4. How many kilobytes is that?
### Exercise 3: Examine All Vectors
1. Use `x/16x 0x10000000` to see the first 16 vector table entries
2. For each entry, determine:
- Is it a valid code address (starts with `0x1000...`)?
- What handler does it point to?
### Exercise 4: Find Your Main Function
1. Use `info functions main` to find main
2. Examine 10 instructions at that address
3. Identify the first function call in main
4. What does that function do?
### Exercise 5: Trace Back from Main
1. When stopped at main, examine `$lr` (link register)
2. What address is stored there?
3. Disassemble that address - what function is it?

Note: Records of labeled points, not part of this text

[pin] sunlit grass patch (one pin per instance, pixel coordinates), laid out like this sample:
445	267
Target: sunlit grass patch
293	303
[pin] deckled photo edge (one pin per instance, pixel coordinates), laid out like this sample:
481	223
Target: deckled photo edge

4. This shows you where main was called from!
### Exercise 6: Ghidra Boot Analysis
1. In Ghidra, navigate to `_reset_handler`
2. Use **Window → Function Call Graph** to visualize the call tree
3. Identify the path from `_reset_handler` to `main`
4. How many functions are called before `main` starts?
5. Add a comment in Ghidra explaining what each function does
---
## 🎓 Key Takeaways
### Building on Weeks 1-2
1. **GDB skills compound** - The `x`, `b`, `si`, and `disas` commands you learned in Weeks 1-2 are essential for understanding the boot process. Each week adds new applications for the same core skills.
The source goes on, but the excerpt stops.